HPV4 (Gardasil) also protects against two other types of HPV that cause most cases of genital warts in women and men.

These vaccines do not treat cervical cancer.

WHO SHOULD GET THIS VACCINE

HPV4 (Gardasil) is approved for:

  • Females ages 9 to 26 to protect against cervical cancer and to prevent genital warts
  • Males ages 9 to 26 to prevent genital warts

HPV2 (Cervarix) is approved for:

  • Females ages 10 to 26 to help protect against cervical cancer

Girls ages 11 and 12 should receive the HPV vaccine series:

  • The vaccine is given in 3 shots over a 6-month period. The 2nd and 3rd shots are given 2 and 6 months after the first shot.
  • One brand of vaccine can be substituted for another in the 3-dose series. The HPV vaccine can be given at the same time as other vaccines.
  • Girls as young as age 9 can receive the vaccine if their health care provider recommends it.

Girls and women ages 13 to 26:

  • Those who have not received the HPV vaccine in the past should get a series of 3 shots.
  • Those who have not completed the full vaccine series should catch up on missed shots.
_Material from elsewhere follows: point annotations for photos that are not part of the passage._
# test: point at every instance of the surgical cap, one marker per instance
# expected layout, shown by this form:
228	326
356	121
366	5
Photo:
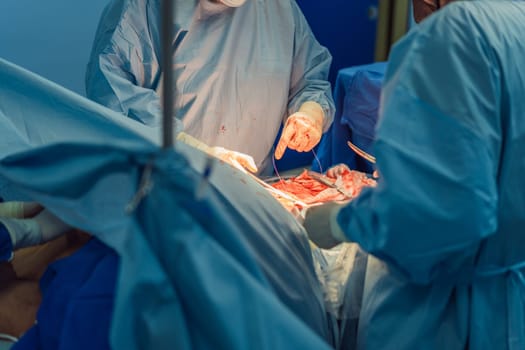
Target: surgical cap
423	8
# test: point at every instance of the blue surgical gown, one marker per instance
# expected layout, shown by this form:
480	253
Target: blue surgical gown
446	222
239	72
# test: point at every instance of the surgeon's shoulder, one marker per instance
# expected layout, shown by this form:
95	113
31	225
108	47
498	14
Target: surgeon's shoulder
459	26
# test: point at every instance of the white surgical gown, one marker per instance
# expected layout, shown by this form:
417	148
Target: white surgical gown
239	71
447	220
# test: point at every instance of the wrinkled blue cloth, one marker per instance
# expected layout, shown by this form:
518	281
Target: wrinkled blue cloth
357	92
203	264
240	72
448	214
78	298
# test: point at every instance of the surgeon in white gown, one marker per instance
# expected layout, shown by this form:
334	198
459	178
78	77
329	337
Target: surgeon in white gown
242	69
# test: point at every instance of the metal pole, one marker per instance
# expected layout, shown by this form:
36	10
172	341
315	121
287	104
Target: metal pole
168	97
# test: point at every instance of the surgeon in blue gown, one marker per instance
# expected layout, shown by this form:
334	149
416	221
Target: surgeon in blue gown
445	225
242	69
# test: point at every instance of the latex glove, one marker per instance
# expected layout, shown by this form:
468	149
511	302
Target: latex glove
30	232
236	159
19	209
302	130
337	170
321	225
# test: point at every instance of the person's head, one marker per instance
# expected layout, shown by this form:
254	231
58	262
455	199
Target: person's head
423	8
231	3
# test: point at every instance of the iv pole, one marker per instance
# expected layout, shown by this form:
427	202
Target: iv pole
168	96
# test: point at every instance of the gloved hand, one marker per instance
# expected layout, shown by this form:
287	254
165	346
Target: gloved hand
302	130
337	170
321	225
19	209
29	232
236	159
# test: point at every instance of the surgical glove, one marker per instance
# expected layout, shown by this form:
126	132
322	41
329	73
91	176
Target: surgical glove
19	209
302	130
29	232
338	170
6	244
321	225
236	159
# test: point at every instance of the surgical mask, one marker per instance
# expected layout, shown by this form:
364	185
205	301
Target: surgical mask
233	3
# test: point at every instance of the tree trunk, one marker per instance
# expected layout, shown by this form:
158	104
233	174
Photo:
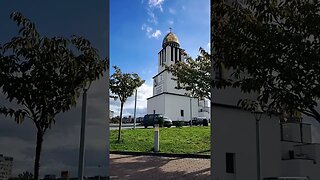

Boys ages 11 to 12 should receive the HPV4 (Gardasil) vaccine series:

  • To reduce the chance of becoming infected with genital and anal warts. The vaccine also reduces the risk for cancer of the penis and anus.
  • The vaccine is given in 3 shots over a 6-month period. The 2nd and 3rd shots are given 2 and 6 months after the first shot.
  • Boys as young as age 9 can receive the vaccine if their provider recommends it.

Boys and men ages 13 to 21:

  • Those who have not received the vaccine in the past should get a series of 3 shots.
  • Those who have not completed the full vaccine series should catch up on missed shots.

Men ages 22 to 26:

  • Those who have not received the vaccine in the past may still get the series of 3 shots. Talk to your provider.
  • Those who have not finished the full vaccine series may catch up on missed shots. Talk to your provider.
  • You should get the vaccine if you have sex with men.
  • You should get the vaccine if your immune system is weak due to HIV, other conditions, or medicine.

Pregnant women should not receive this vaccine. However, there have been no problems found in women who received the vaccine during pregnancy, before they knew they were pregnant.

SIDE EFFECTS

The most common side effects are fainting, dizziness, nausea, headache, and skin reactions at the site where the shot was given.

WHAT ELSE TO THINK ABOUT

The HPV vaccine does not protect against all types of HPV that can lead to cervical cancer. Girls and women should still receive regular screening (Pap test) to look for precancerous changes and early signs of cervical cancer.

The HPV vaccine does not protect against other infections that can be spread during sexual contact.

Talk to your provider if:

  • You are not sure whether you or your child should receive the HPV vaccine
  • You or your child develops complications or severe symptoms after getting an HPV vaccine
  • You have other questions or concerns about the HPV vaccine.